Les jours qui s’en suivirent, chacun recevaient la notification quotidienne de l’Enquête de satisfaction du Pro-Gram. Une belle photo de chacun, entourée de petits cœurs et du message suivant : « Alors ? ». « Mais qui m’a pondu un truc aussi niais ? » maugréait-il ne quittant toutefois pas des yeux la photo de la fille. « Mais je fais ce que je veux ! » grondait-elle en cliquant furieusement sur le mail prenant soin toutefois de ne pas l’effacer. « Pour ne pas perdre ses beaux yeux cachés » soupirait-t-elle.
Il fallait répondre, la fréquence des messages s’accentuait.

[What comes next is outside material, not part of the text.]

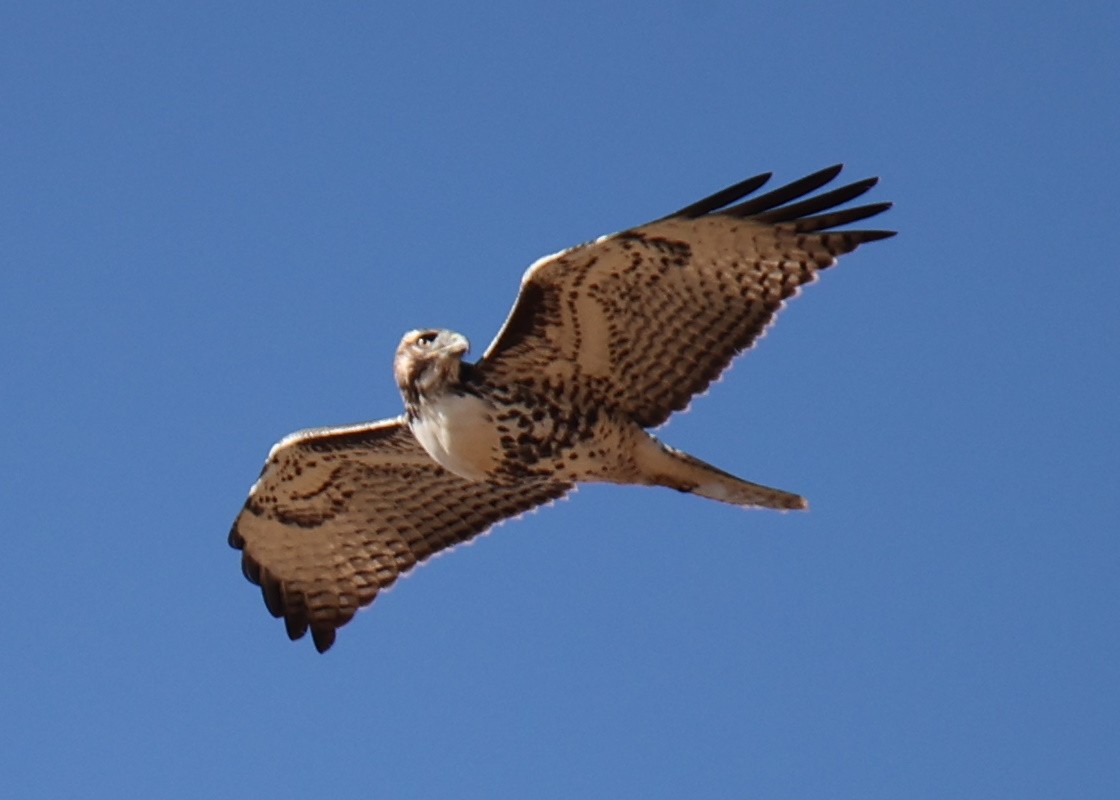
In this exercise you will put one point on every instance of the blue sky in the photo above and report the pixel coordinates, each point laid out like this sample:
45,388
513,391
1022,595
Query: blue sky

Le silence du couple en devenir pourrait être vu comme un déni accusateur à la légitimité du Pro-Gram. Le Pouvoir avait droit de regard sur le résultat, les réponses de l’Enquête servaient officiellement à améliorer la vie des concitoyens, ils étaient surtout devenus le moteur essentiel de son contrôle.
D’ordinaire pragmatique, l’insistance des messages le poussa à se renseigner sur les finalités de l’application. Après tout il travaillait sur le projet d’extension depuis deux ans, il se devait d’en connaître les failles, si elles existaient. Cela faisait bien longtemps que les ordinateurs ne se trompaient plus pourtant. Enfin normalement.

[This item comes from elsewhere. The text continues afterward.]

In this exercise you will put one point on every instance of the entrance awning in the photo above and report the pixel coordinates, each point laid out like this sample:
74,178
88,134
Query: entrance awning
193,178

Jusque-là il avait pris la rencontre et la fiche un peu comme une bonne blague, cette fille et lui, cela ne pouvait être qu’une plaisanterie. Mais il sentait bien que la blague tournait court, et puis, c’est idiot mais il avait pris l’habitude de la regarder. Malgré tout ce qu’elle avait d’horripilant dans son apparente froideur, il percevait en elle une fragilité qui le touchait, une beauté sauvage qui le fascinait. Il posa des questions à ses collègues, eut parfois l’impression de gêner. Il fouilla les codes sources à la Centrale, mais certains remontaient aux années 2020, son matériel ne pouvait accéder à tous les fichiers.

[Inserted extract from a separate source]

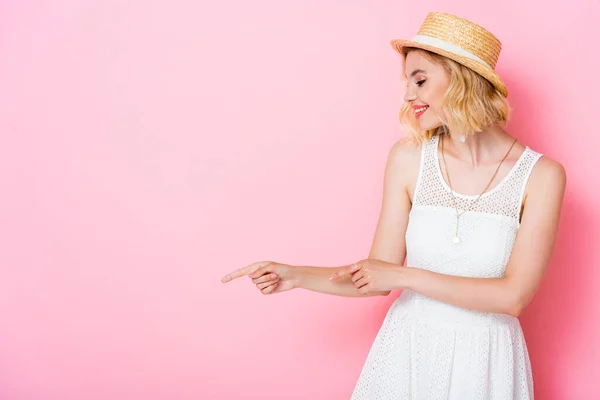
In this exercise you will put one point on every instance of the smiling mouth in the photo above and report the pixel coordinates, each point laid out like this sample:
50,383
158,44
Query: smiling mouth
419,111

Elle recevait les messages elle aussi, mais la colère ne l’avait pas lâché depuis le soir où ils s’étaient rencontrés. C’était peut-être sa seule chance d’être enfin comblée par l’amour d’un enfant et cet abruti de geek en mal d’une souris à crinière blonde avait tout fait rater. Pourquoi ? Elle ne supportait plus les relances de l’ordinateur central qui lui rappelait constamment sa sempiternelle attente, là où elle n’excellait pas, à l’évidence. Et puis sa photo à lui la troublait, elle s’était habituée à le voir ainsi. Malgré ses airs taciturnes, il était, étrangement, fascinant.
Trop d’attente, trop de relances, ça suffit. Après tout on avait pris l’habitude de se retourner contre le Pouvoir, tout le monde le faisait, c’était notre droit. Il suffisait de déposer une requête et le tour serait joué, l’erreur effacée et la « Fiche de renseignements primaires » retournée dans le ventre du Pro-Gram pour une meilleure pioche.
Ils avaient été convoqués ensemble au tribunal.
Assis tous les deux devant le Juge, elle expose la requête, explique les raisons qui la pousse à ne pas vouloir de ce résultat. « Il y a eu peut-être une erreur ? » murmure-t-elle à la salle ébahie d’une idée aussi saugrenue.
Il n’a pas cessé de la regarder durant toutes ses explications. Il s’impatiente du ton condescendant de ses griefs envers le choix « stupide » du Pro-Gram, pourtant la musique de ses paroles lui fait pour une fois oublier le bleu de son écran pour le bleu de ses yeux, une aventure en elle.
« Rien à ajouter » maugrée-t-il. « La Cour se retire pour délibérer. » entend-on. Profitant du brouhaha, il se lève d’un bond, entraîne son Orageuse par le bras et sortent précipitamment du tribunal.
« Je vous veux. Ils vont nous faire taire. « M » ne se trompe pas. Le Pouvoir ne se trompe pas non plus. Faites-moi confiance ! Vous avez fait une énorme conner…bêtise ! On court. Partez ou restez mais si vous restez… ». Elle le regarde droit dans les yeux, enfonce sa main dans la sienne, elle ne le lâchera plus. Au loin, ils entendent des cris. Désormais la traque commence.